Graduate School of Physical Education, Estácio de Sá University, Campus Rebouças, Rio de Janeiro, Brazil.

Email: joana_hygino@pop.com.br

0792

Oxygen consumption (VO2) is commonly estimated through heart rate (HR) response to a submaximal test based on several ergometers, such as treadmill, cycle and step. Step test is a method for predicting the maximal VO2 by stepping on a standardized bench.
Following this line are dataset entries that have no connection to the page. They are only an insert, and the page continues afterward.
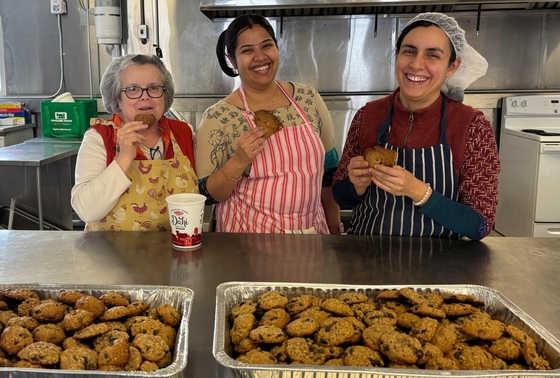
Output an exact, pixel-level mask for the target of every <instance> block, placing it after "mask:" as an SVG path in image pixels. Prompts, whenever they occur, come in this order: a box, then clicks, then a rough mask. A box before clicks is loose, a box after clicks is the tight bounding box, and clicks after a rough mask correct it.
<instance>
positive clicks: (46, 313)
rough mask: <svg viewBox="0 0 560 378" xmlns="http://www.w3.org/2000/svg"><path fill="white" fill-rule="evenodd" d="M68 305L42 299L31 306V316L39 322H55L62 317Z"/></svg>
mask: <svg viewBox="0 0 560 378" xmlns="http://www.w3.org/2000/svg"><path fill="white" fill-rule="evenodd" d="M67 310H68V307H66V305H65V304H63V303H60V302H54V301H43V302H42V303H41V304H39V305H37V306H35V307H33V309H32V310H31V316H32V317H33V318H34V319H36V320H37V321H39V322H52V323H56V322H59V321H61V320H62V319H64V316H65V315H66V312H67Z"/></svg>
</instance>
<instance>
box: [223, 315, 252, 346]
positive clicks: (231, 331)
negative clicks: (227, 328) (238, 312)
mask: <svg viewBox="0 0 560 378" xmlns="http://www.w3.org/2000/svg"><path fill="white" fill-rule="evenodd" d="M256 325H257V318H255V315H253V314H251V313H245V314H241V315H239V316H237V317H236V318H235V319H234V320H233V326H232V327H231V330H230V331H229V335H230V337H231V342H232V343H234V344H239V343H240V342H241V340H243V339H244V338H246V337H249V333H250V332H251V331H252V330H253V328H255V326H256Z"/></svg>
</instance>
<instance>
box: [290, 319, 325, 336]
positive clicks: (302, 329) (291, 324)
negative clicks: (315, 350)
mask: <svg viewBox="0 0 560 378" xmlns="http://www.w3.org/2000/svg"><path fill="white" fill-rule="evenodd" d="M317 329H319V324H317V322H316V321H315V319H313V318H311V317H307V318H299V319H296V320H294V321H293V322H291V323H289V324H288V325H287V326H286V333H287V334H288V335H290V336H294V337H303V336H309V335H312V334H314V333H315V332H316V331H317Z"/></svg>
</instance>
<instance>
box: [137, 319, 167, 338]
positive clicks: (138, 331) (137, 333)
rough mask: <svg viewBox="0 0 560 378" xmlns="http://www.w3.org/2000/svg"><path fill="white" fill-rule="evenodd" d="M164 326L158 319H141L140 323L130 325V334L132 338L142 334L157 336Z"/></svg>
mask: <svg viewBox="0 0 560 378" xmlns="http://www.w3.org/2000/svg"><path fill="white" fill-rule="evenodd" d="M163 325H164V324H163V323H162V322H160V321H159V320H156V319H151V318H143V319H139V320H138V321H136V322H134V323H132V324H131V325H130V334H131V335H132V336H136V335H138V334H140V333H146V334H148V335H155V334H156V333H157V332H158V331H159V330H160V329H161V327H163Z"/></svg>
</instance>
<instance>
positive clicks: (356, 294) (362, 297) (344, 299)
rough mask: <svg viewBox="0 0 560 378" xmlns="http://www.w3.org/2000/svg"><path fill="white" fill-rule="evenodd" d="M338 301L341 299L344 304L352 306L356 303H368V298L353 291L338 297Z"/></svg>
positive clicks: (342, 294) (364, 294)
mask: <svg viewBox="0 0 560 378" xmlns="http://www.w3.org/2000/svg"><path fill="white" fill-rule="evenodd" d="M338 299H340V300H341V301H343V302H344V303H346V304H347V305H349V306H350V305H353V304H356V303H364V302H367V300H368V297H367V295H365V294H364V293H358V292H354V291H352V292H348V293H343V294H340V295H339V296H338Z"/></svg>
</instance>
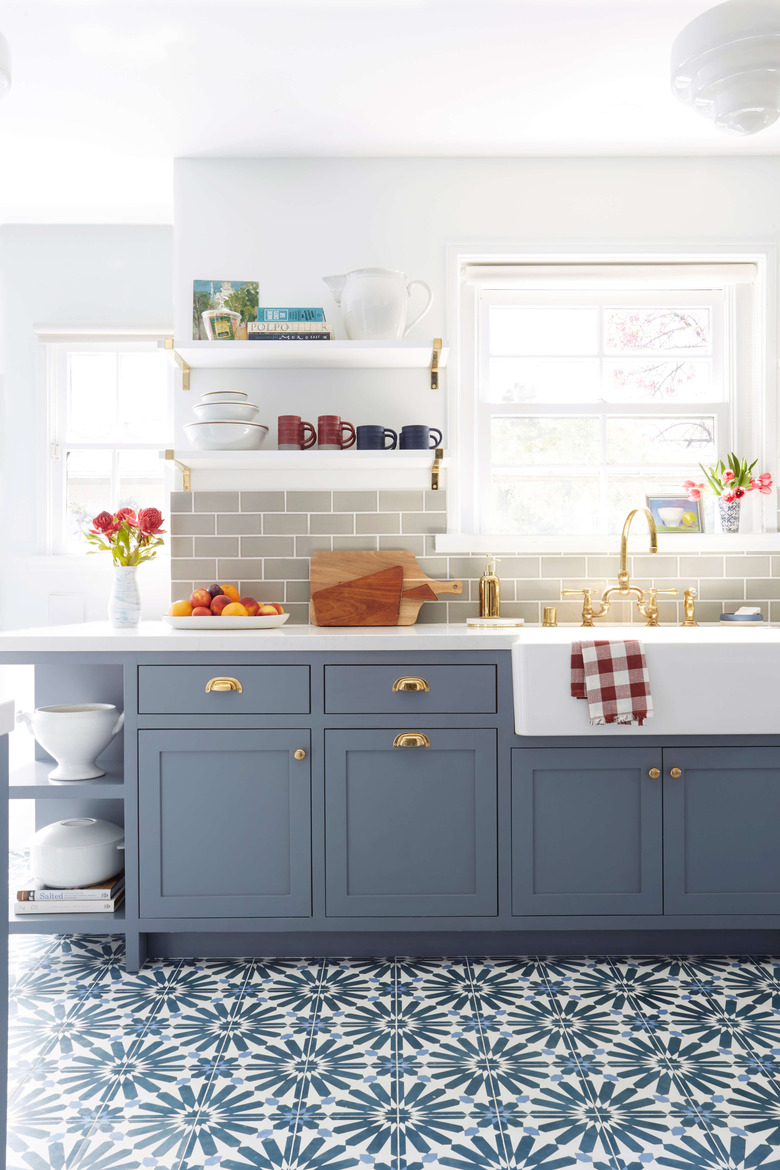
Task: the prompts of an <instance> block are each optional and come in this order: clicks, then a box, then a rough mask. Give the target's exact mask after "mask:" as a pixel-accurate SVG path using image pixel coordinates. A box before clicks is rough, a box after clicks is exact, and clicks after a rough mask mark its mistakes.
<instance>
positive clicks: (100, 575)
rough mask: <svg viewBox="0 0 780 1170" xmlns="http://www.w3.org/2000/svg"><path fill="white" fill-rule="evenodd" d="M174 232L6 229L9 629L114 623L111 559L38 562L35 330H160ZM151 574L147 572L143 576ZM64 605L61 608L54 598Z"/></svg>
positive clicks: (152, 572) (6, 550)
mask: <svg viewBox="0 0 780 1170" xmlns="http://www.w3.org/2000/svg"><path fill="white" fill-rule="evenodd" d="M171 289H172V229H171V228H170V227H74V226H62V227H49V226H7V227H1V228H0V426H1V433H0V457H1V463H0V498H1V501H2V504H1V507H0V549H1V550H2V553H1V564H2V572H1V581H0V625H2V626H6V627H18V626H34V625H44V624H47V622H48V620H49V607H50V605H51V612H53V614H55V615H56V613H57V612H64V613H71V612H77V611H78V607H80V603H78V598H80V597H81V598H82V599H83V606H82V610H83V613H84V617H85V618H87V619H88V620H91V619H97V618H104V617H105V600H106V596H108V589H109V585H110V558H109V557H108V555H106V557H105V562H109V563H105V562H104V560H103V559H102V558H99V557H90V558H87V559H84V560H83V562H82V560H81V558H80V559H78V560H77V562H76V563H75V564H74V560H73V558H58V559H56V560H55V559H54V558H44V557H40V556H39V553H40V552H41V549H42V544H41V538H42V532H41V530H40V518H41V517H42V516H43V515H44V505H46V501H44V498H43V497H42V496H43V494H42V490H41V480H42V476H41V475H40V474H39V473H40V470H41V463H42V461H44V460H46V457H47V452H46V449H44V438H46V431H44V425H46V402H44V383H43V379H42V377H41V373H42V362H41V352H40V350H41V347H40V345H39V344H37V342H36V339H35V332H34V326H35V325H41V324H57V325H69V326H74V328H78V326H81V328H85V326H124V328H132V326H138V328H143V326H159V325H161V324H165V323H167V322H170V321H171V319H172V305H171ZM146 570H149V572H146ZM141 593H143V597H144V601H145V610H146V611H147V612H149V613H150V615H151V614H157V613H159V612H160V605H161V604H163V601H161V599H166V598H167V584H166V571H165V566H164V565H160V566H159V567H158V566H156V565H147V566H145V569H144V578H143V580H141ZM53 594H65V596H67V599H65V600H62V601H58V600H56V599H54V600H53V601H51V603H50V601H49V598H50V597H51V596H53Z"/></svg>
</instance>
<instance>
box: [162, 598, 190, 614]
mask: <svg viewBox="0 0 780 1170" xmlns="http://www.w3.org/2000/svg"><path fill="white" fill-rule="evenodd" d="M168 617H171V618H192V605H191V604H189V601H174V603H173V605H172V606H171V608H170V610H168Z"/></svg>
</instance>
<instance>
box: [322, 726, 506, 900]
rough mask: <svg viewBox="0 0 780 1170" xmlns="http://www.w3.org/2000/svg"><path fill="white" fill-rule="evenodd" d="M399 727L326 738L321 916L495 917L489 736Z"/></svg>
mask: <svg viewBox="0 0 780 1170" xmlns="http://www.w3.org/2000/svg"><path fill="white" fill-rule="evenodd" d="M401 730H406V729H401V728H396V729H394V730H387V729H377V730H370V731H352V730H348V731H347V730H345V731H326V732H325V826H326V842H325V866H326V906H327V914H329V915H331V916H334V915H351V916H354V915H366V916H372V915H373V916H377V917H381V916H391V915H392V916H398V917H409V916H417V915H453V916H457V915H495V914H496V913H497V885H498V882H497V831H496V786H497V785H496V732H495V731H490V730H449V729H444V730H441V729H440V730H430V729H428V730H427V732H426V734H427V735H428V737H429V738H430V746H429V748H394V746H393V739H394V737H395V736H396V735H398V732H399V731H401ZM415 730H417V729H416V728H415Z"/></svg>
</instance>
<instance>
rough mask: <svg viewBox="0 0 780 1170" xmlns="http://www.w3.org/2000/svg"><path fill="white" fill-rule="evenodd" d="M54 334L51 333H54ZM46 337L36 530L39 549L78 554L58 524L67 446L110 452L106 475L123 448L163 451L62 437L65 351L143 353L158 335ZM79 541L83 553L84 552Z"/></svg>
mask: <svg viewBox="0 0 780 1170" xmlns="http://www.w3.org/2000/svg"><path fill="white" fill-rule="evenodd" d="M54 338H56V339H54ZM41 340H44V343H46V386H47V412H46V431H47V441H46V452H47V456H48V457H47V470H46V495H44V498H46V501H47V505H46V517H44V529H43V532H42V545H43V552H44V555H47V556H51V557H57V558H61V557H74V556H80V557H81V556H82V553H75V552H74V549H73V548H71V546H70V545H68V543H67V541H65V534H64V528H63V521H64V509H65V495H67V459H65V454H67V452H68V450H70V449H74V450H105V449H106V448H108V449H110V450H112V452H113V457H112V477H116V476H117V474H118V456H119V453H120V452H123V450H153V452H154V450H156V452H159V453H160V455H161V456H163V455H164V450H165V448H164V447H161V446H160V443H159V442H149V443H145V442H131V443H111V442H73V443H69V442H65V440H64V436H63V427H64V420H65V418H67V397H68V356H69V355H70V353H95V352H104V353H106V352H108V353H127V352H137V353H141V352H145V353H149V352H156V351H157V350H158V340H163V335H161V333H160V335H154V336H150V337H146V336H143V337H139V336H137V335H129V336H127V337H124V336H111V337H110V339H106V336H105V335H102V333H96V335H94V336H90V335H88V333H80V335H77V338H74V339H73V340H71V339H69V338H67V337H65V336H64V335H61V333H50V335H49V336H42V337H41ZM173 386H174V380H173V370H172V369H168V394H170V409H171V436H172V434H173ZM160 477H161V479H163V481H164V482H165V480H166V476H165V474H164V466H163V464H160ZM87 551H88V550H87V546H84V553H85V552H87Z"/></svg>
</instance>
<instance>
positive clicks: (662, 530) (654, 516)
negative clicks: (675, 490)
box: [644, 491, 704, 532]
mask: <svg viewBox="0 0 780 1170" xmlns="http://www.w3.org/2000/svg"><path fill="white" fill-rule="evenodd" d="M644 498H646V500H647V504H648V508H649V509H650V511H651V512H653V519H654V521H655V524H656V528H657V529H658V532H703V531H704V512H703V510H702V501H700V500H689V498H688V496H686V495H685V493H684V491H655V493H653V494H648V495H647V496H646V497H644Z"/></svg>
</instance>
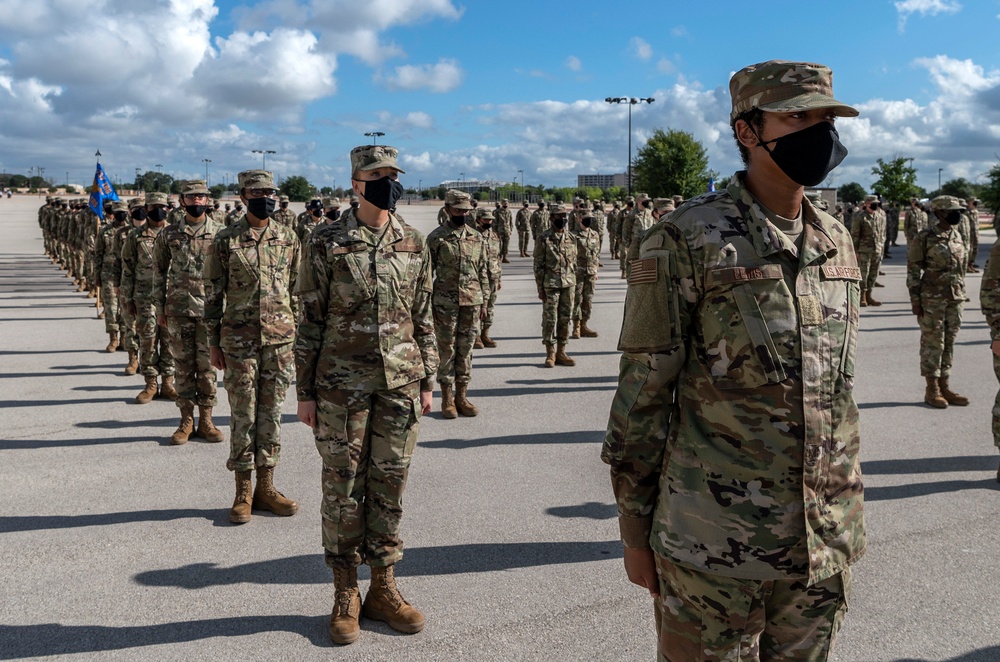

PURPOSE: To analyze the HR response to a step test as a function of the horizontal distance between the foot to the bench (D), the bench height (H), and the lower limb segmental height (HT, tibia height; HF, femur height). METHODS: Twelve male nonathletic subjects (27 ± 4 yrs; 78.2 ± 6.2 kg; 174 ± 5 cm) accomplished 4 modified (T1, T2, T3, T4) Queens College step tests (3 min at 96 step.min−1). Different H and D were applied to each test: T1 (D = 23.5cm, H = 41cm); T2 (D = 41cm, H = 41cm); T3 (D = 41cm, H = 23.5cm); T4 (D = 23.5cm, H = 23.5cm). The HR was measured continuously (Polar S610, USA), at rest, tests and recovery phase lasting 5-min. The HR reserve (HRr) was calculated for each test. Relations between HR response with HF and HT were tested by Spearman correlation coefficient (r). Differences among tests were calculated by analysis of variance (ANOVA) one way with post hoc Tukey's test when significant differences (α = 0.05) were achieved. Additionally, HR response was modeled by linear multiple regression (forward stepwise) through least square method as a function of H, D and age. RESULTS: Highest maximal HR and HRr measured during exercise were achieved in T1 (143 ± 16bpm) and T2 (143 ± 11bpm), which were not significantly different. Comparing all tests, HR time response shown a tendency to achieve steady state during exercise (T3 and T4), such as a fast decreasing in recovery phase. This finding could be related to the highest H in T1 and T2 compared to T3 and T4. Although the lower limb height had been weakly correlated to HRr, the HF presented inversely correlated to HRr (−0.48, on average), while HT averaged r = −0.35. The HRr modeled by linear regression resulted in 87% of the explained variance (p<0.001, SE = 6.5bpm), corresponding to the following function: HRr = −14.0488 + 0.1498. age+1.18199. H+0.1881.D. CONCLUSIONS: The highest HR values were achieved in T1 and T2, according to the higher H. The HRr was adequately modeled and was more weighted by D (r = 0.93) instead H (r = 0.09).